Gewöhnliche Chinesen haben auch viele Probleme mit ihrem Gesundheitscode. Die Technik ist sehr sensibel abgestimmt, um keine Infektionen zu verpassen, und führt regelmäßig ungerechtfertigte Einschränkungen durch. Besonders berüchtigt ist der Pekinger Code: Viele Einwohner bleiben wegen Pop-ups außerhalb Pekings stecken. Die sozialen Medien sind voll von Beschwerden über die langen Wartezeiten bei der Hotline 12345, wo Menschen ein ungerechtfertigtes Pop-up anfechten können. Pekings Stadtregierung hat kürzlich Verbesserungen versprochen, und die chinesische Regierung kündigte am Freitag eine nachsichtigere Umsetzung ihrer Null-Covid-Politik an.

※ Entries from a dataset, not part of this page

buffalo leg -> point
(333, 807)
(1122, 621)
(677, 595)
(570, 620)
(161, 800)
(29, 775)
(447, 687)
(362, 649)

Aber in sogenannten „Schlüsselgruppen“, wie Anwälten und Petenten, scheinen die abweichenden Kodizes mit politischen Ereignissen und Aktivitäten verbunden zu sein. Zum Beispiel sah die Petentin Feng Jiawen letztes Jahr, wie ihr Hangzhou-Code nach einem PCR-Test gelb wurde, was dann als Signal für Reisepläne angesehen werden könnte. Örtliche Beamte warnten sie telefonisch davor, nach Peking zu reisen. Auch ihr Hangzhou-Code wurde während der Olympischen Winterspiele in Peking gelb, was ihre Bewegungsfreiheit stark einschränkte. Auch Feng hat seit Anfang Oktober ein Pop-up in seinem Beijing-Code.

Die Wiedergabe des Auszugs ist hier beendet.